Bali serait alors au bord de l’engorgement humain et routier. Certains penseraient même que l’île si elle continue dans cette dynamique serait à terme méconnaissable, comme l’a évoqué Bruno Philip dans un article dans le Monde en 2012. Alors pourquoi aucune action n’a été mise en place pour prévenir ces fragilités ? Une loi de protection environnementale a déjà été pensée par les autorités, demandant une distance d’au moins 150 m entre les différents “resorts” , et une distance supérieure à 5km des temples hindous. En dépit de l’entrée en vigueur de la dite loi, aucunes améliorations n’a pu être constaté, et ce, à cause de préfets élus (les “bupati”). Ces derniers considèrent que l’argent et le profit sont des priorités ce qui expliquent l’importance accordée au tourisme et le peu de considération pour des problèmes écologiques, car l’entretien des plages et des rues nécessitent des coûts importants que le gouvernement préfèrent mettre à profit pour la construction d’infrastructures touristiques (environ 700 hectares de terrain sont convertis chaque année en hôtels et résidences de luxe).
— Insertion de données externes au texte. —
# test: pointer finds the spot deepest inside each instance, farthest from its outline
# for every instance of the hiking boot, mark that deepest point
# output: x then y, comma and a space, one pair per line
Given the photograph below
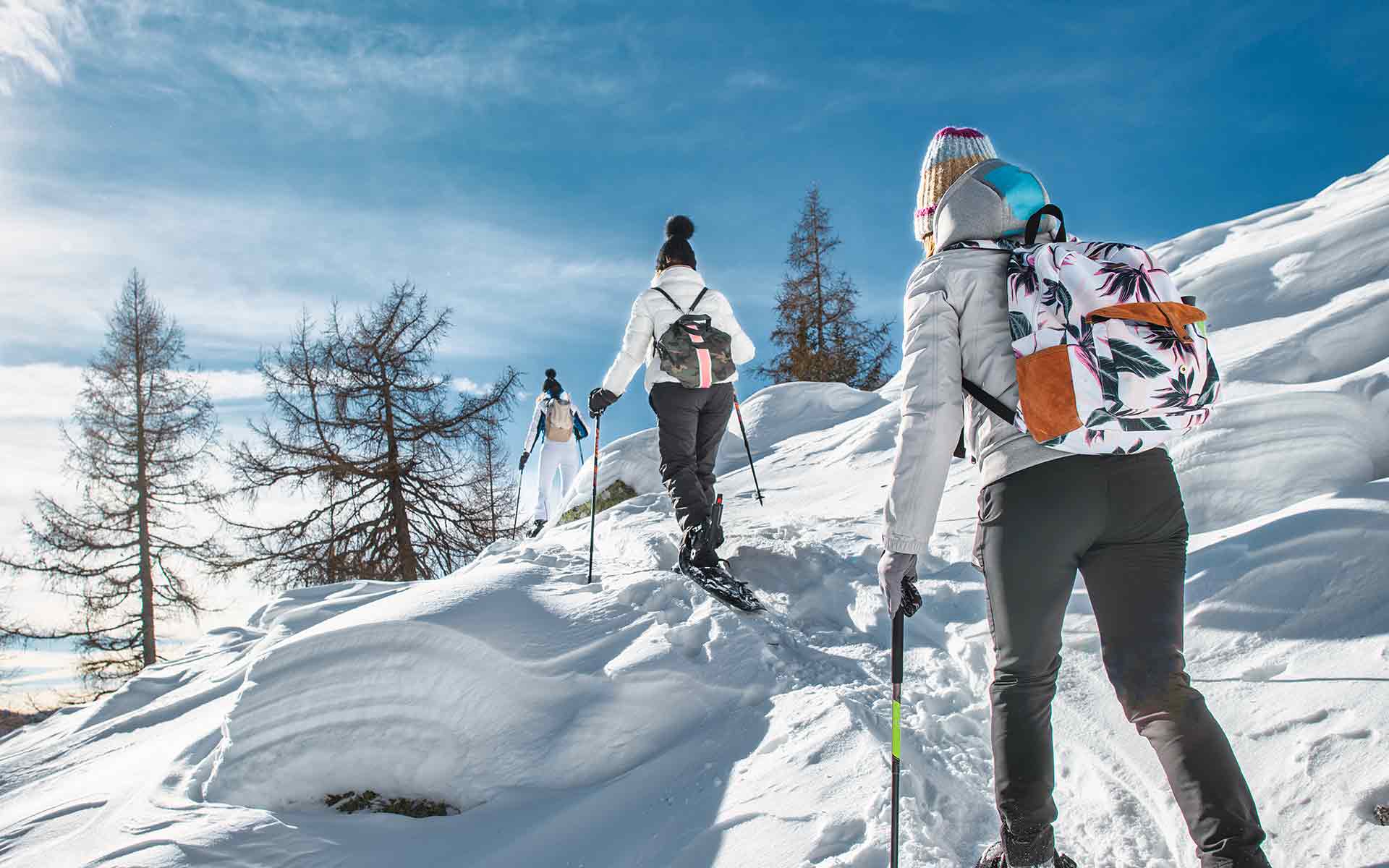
995, 857
697, 549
Heureusement, certains groupes de pression parviennent à entreprendre des actions pour stopper ou du moins limiter les dégâts causés : des collectes de déchets sont organisées par des associations comme 4Ocean ou Earthbottles. Des sacs en manioc commercialisés sur l’île semblaient également représentés une alternative intéressante au plastique, cependant leurs prix restent conséquents…
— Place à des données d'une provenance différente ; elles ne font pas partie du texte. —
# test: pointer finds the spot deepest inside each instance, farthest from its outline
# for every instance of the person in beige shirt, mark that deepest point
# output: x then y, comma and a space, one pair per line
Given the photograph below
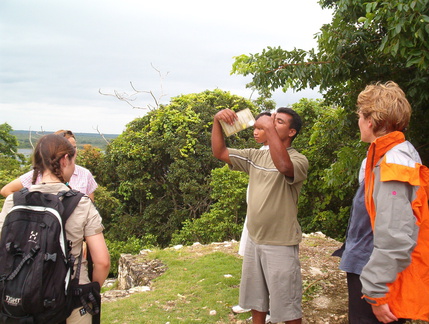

Le gouvernement balinais doit alors mettre en place de nouvelles idées pour tenter de lutter contre ces dégâts écologiques mettant en danger d’une part la biodiversité de l’île mais également leur économie puisque la fréquentation touristique est menacée à cause de ces problèmes environnementaux. En effet, de nombreux touristes avouent avoir été choqués et dégoûtés par ces montagnes de détritus sur des plages comme celles de Kuta, et n’hésitent pas à partager leurs avis sur les réseaux influençant les touristes potentiels de manière négative. Bali est donc en “état d’urgence de la pollution plastique” et pour éviter que l’île ne devienne un “lost paradise” des changements importants doivent avoir lieu.